Una fitta nebbia, presagio di funesti
accadimenti, avvolgeva l’entrata di un sordido locale dell’entroterra vercellese,
noto alle cronache per via di alcune risse che ravvivavano l’ambiente quando la
serata volgeva al temine: il Rick’s Bar. Il proprietario Rick Blaine era un ex
pugile ebreo con un trascorso nel Mossad, da cui venne espulso dopo aver
dichiarato alla stampa che la più grande invenzione del ventesimo secolo fu il
kebab. In quei lontani giorni di ottobre in cui tutto accadde, Rick non aveva
più il vigore degli anni belli, essendosi ormai ridotto ad alcolista cronico,
settore amareggiati, perché passava le giornate a bere Amaretto di Saronno e a ricordare
i tempi lontani di una travolgente storia d’amore.
Si era a Parigi, negli anni bui della
Seconda Guerra Mondiale, e Rick gestiva da una mansardina di Montmartre tutto
il mercato nero di Pechino. Senza telefono. Un drago, ne converrete.
Quando conobbe la bella Elsa, fiore
di donna cresciuta nelle ristrettezze economiche del ramo buono dei Rotschild,
tutto quel mondo che cadeva a pezzi attorno a loro sembrò tingersi di rosa. Era
amore quello, vecchio Rick, era l’amore che non avresti mai dovuto trascurare!
Per cosa poi? Per andare a trattare una partita clandestina di mele golden a
Predazzo? Che oltretutto – rammenti? - arrivarono tutte bacate? Potrai mai perdonartelo,
vecchio Rick? Potrai mai dimenticare quella colpa che segnò il tuo futuro e ti
condannò alla sofferenza eterna?
No, Rick non dimenticò.
Le cose finirono molto male, perché
quando tornò da quell’impegno di lavoro, lordo del sangue del grossista che
dovette giocoforza picchiare, Elsa non c’era più.
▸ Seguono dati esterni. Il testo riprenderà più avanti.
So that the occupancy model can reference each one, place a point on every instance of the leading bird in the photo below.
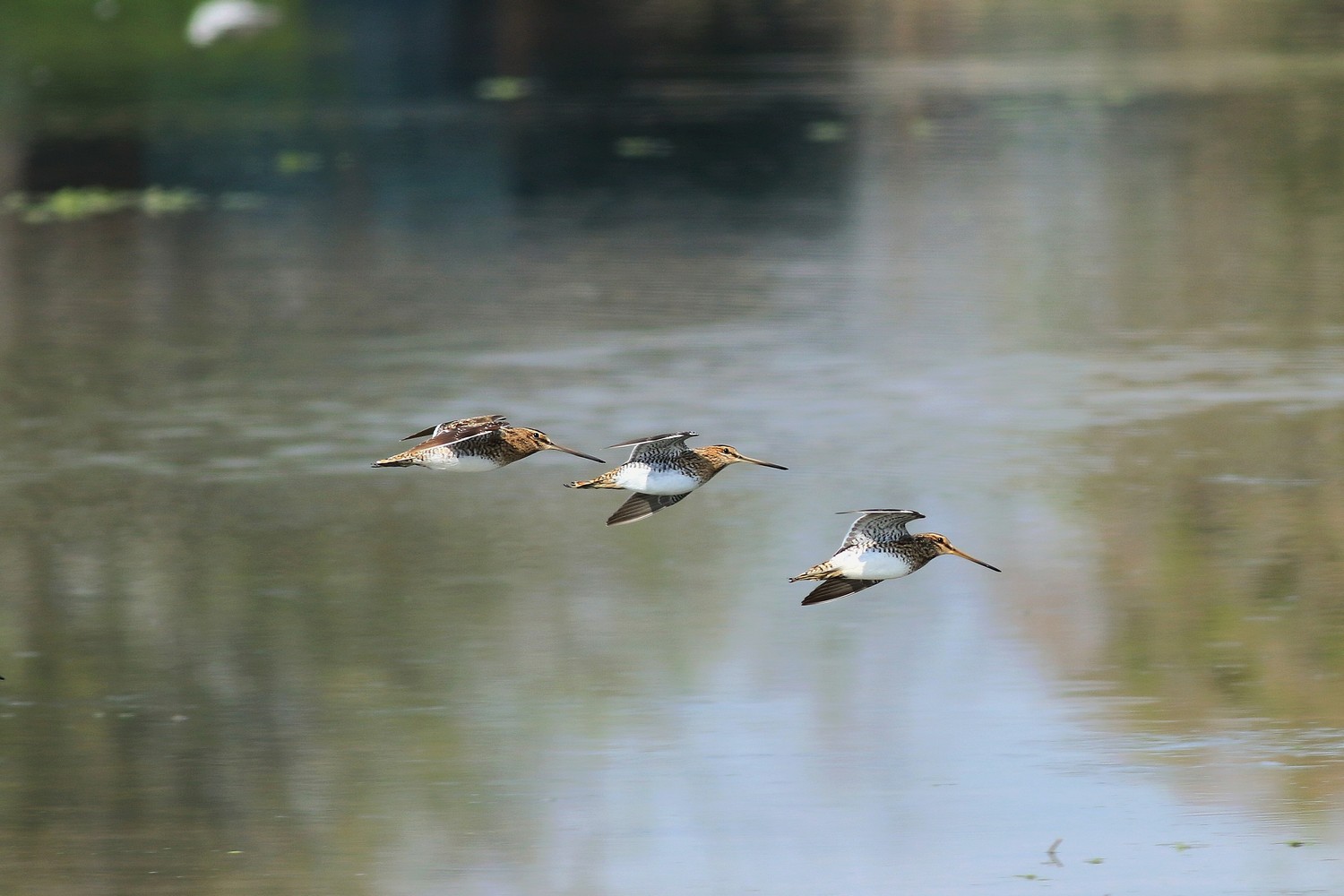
(663, 470)
(878, 548)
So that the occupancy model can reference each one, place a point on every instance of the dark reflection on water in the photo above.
(1083, 312)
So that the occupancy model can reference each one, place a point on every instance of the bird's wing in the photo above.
(640, 505)
(655, 446)
(879, 527)
(453, 432)
(832, 589)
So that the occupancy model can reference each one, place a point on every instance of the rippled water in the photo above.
(1093, 331)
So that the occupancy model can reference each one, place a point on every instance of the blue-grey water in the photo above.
(1082, 309)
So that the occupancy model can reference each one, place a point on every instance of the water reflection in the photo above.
(1085, 319)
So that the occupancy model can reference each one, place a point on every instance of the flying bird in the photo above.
(663, 470)
(878, 547)
(476, 444)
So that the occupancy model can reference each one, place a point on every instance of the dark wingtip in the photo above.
(832, 589)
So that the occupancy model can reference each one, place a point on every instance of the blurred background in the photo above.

Svanita come una nuvola di
rugiada esposta al sole nei mattini di luglio, come un petalo di rosa sotto la
pioggia nei pomeriggi di settembre, come una banconota da dieci euro tenuta in
vista nelle serate di tutti i mesi dell’anno.
Con la scomparsa di Elsa, quel tenero
mondo color pastello ripiombò nella notte più buia.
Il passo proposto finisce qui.